Speech Recognition in Silicon
Ben Sullivan writes "NSF-funded researchers are working to develop a silicon-based approach to speech recognition. "The goal is to create a radically new and efficient silicon chip architecture that only does speech recognition, but does this 100 to 1,000 times more efficiently than a conventional computer." Good use of $1 million?"
My friend and I were talking about this. In countries that are more totalitarian, it could be used to root out "dangerous people" www.geocities.com/James_Sager_PA
God spoke to me.
100 to 1000 times more efficient worth $1M? meh. maybe.
100 to 1000 times more accurate worth $1M? definitely.
Damned straight it is! In government terms, that's a pittance. In government-funded science terms, it's downright INFINITESIMAL. It isn't even couch change, it's more like the stale pretzel under the couch cushion.
But, of course, cue the armchair blogging fanatics without a formal science education, waxing poetic about the infinite power and glory of x86 hardware running clever open source software. Maybe we could do it in perl!
I'm curious to see if their research will improve Natural Language Queries, as opposed to just improving speech recognition. There is an important difference between having to say: SELECT name FROM users WHERE id=12345 and saying: Pull up the name of employee number 12345.
-dave
http://millionnumbers.com/ - own the number of your dreams
I once did a lot of work with speech recognition software, having a former significant other who was disabled. I tested a number of programs, and found the biggest problem to be the wide variances in users' dialects. The programs all have to be trained initially to recognize a single users' voice. This means that a program trained for a Bostonian may not work for someone from Arkansas, Texas, or Louisiana. Also, the programs' effectiveness decreased over time if you did not use it regularly.
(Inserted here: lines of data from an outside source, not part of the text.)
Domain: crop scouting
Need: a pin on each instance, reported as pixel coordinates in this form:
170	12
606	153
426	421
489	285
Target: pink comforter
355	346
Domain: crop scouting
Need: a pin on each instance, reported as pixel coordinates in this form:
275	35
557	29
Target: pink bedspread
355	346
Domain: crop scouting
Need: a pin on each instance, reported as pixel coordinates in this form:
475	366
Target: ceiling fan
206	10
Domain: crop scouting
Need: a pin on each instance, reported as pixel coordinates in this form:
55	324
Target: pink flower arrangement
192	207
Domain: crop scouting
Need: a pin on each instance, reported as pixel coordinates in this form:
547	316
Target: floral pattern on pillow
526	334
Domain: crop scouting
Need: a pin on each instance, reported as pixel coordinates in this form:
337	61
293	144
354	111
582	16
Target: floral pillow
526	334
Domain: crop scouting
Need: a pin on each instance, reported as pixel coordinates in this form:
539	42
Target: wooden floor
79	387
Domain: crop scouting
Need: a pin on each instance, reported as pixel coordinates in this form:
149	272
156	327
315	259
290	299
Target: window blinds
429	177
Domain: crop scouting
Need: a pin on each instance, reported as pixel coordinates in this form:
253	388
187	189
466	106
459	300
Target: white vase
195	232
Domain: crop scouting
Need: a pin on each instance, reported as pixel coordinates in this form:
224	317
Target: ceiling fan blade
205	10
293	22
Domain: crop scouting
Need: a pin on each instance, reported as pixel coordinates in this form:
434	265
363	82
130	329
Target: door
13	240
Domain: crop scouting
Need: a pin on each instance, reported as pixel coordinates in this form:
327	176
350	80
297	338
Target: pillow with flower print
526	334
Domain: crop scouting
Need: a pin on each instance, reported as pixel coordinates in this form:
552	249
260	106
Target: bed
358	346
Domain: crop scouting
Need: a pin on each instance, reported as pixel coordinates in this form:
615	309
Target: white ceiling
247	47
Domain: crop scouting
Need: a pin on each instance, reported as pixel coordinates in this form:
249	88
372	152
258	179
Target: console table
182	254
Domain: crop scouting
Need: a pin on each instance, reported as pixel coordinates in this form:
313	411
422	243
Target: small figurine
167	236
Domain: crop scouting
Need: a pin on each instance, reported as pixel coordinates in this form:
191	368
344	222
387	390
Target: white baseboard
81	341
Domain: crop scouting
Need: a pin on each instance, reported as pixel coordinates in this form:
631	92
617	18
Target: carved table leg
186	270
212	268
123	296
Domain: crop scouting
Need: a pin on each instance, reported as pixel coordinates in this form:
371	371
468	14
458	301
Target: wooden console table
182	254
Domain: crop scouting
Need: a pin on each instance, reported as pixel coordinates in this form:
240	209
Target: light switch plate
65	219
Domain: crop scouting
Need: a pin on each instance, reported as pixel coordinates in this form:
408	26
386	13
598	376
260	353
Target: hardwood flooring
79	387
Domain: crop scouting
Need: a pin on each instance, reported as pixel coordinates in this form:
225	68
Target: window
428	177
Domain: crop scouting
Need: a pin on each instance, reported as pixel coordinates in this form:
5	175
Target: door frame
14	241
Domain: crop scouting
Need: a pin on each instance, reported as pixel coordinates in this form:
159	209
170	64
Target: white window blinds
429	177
I don't know how possible it will be to make a program that can recognize all English users. Will someone who speaks Oxford English be recognized as well as a surfer from California? I doubt it.
Never look down your nose at others. Someday, someone is bound to see your boogers.
This seems like a situation where a hardware accelerated approach is pretty sensible. I'm guessing there is large amounts of signal processing involved in speech recognition. With a custom chip like this it probably helps greatly to offload some of that onto a dedicated chip in the same way as GPUs are used on graphics cards. The only problem I can see is that there might not be much market for it. GPUs have an obvious market (games), but there is less demand for speech processing. Star-Trek style interfaces are nice to dream of but for most common tasks a keyboard and mouse will probably give you a faster and more accurate interface.
gmail invite
- Voice controlled robots ("You missed a corner, vacuum cleaner")
- Data search by voice ("Find me a channel that plays Star Trek")
Kinda jumping ahead of yourself, aren't you? There are two steps to an operation like these, speech to text, and understanding the text you get out. Speech recognition gives you the first part, but you still have to be able to pull apart the sentence and figure out what it means.
Also, the article didn't say more accurate than software, it said more efficient. You know, uses less power and stuff like that? If the applications you mention (like search via voice) were possible/usable, you could run them today on an upper-end PC no problem.
I want to sing the general tone of a song I heard on the radio in a microphone and have google direct me to that album on froogle.
THAT would be awesome!
I work on product X and think of all the possibilities (list slightly feasible but most likely never going to happen features).
If this is really true what they're saying then people should put tons more money into product X!
Actually, use of speech recognition technology to index video clips for search engines _is_ both a very desirable technology, and something that can be done fairly easily (most professionally produced video, at least, takes great pains to have one speaker at a time and keep noise to a minimum). There's a fair bit of video content accessible via the web right now, and this will only increase (most new digital cameras can take video clips now - remember how quickly still pictures flooded the web when digicams first became available?).
Speech recognition technology has trouble when it's trying to sort out a noisy environment or a degraded communications channel, and has trouble holding useful open-ended conversations (as opposed to task-driven), but it's very capable in most other contexts. After all, the field has been under study for decades.
In summary, your mocking of the parent post is premature.
making quantum leaps in speech recognition has tremendous potential for deaf and hard-of-hearing (I am the latter)
Imagine being in a meeting (almost always a problem for hearing impaired people) and having real-time subtitles.
$1 million is a TINY price considering upwards of 20% of the nation has some hearing loss and hearing aids cost on the order of $4000 a pair.
A year spent in artificial intelligence is enough to make one believe in God.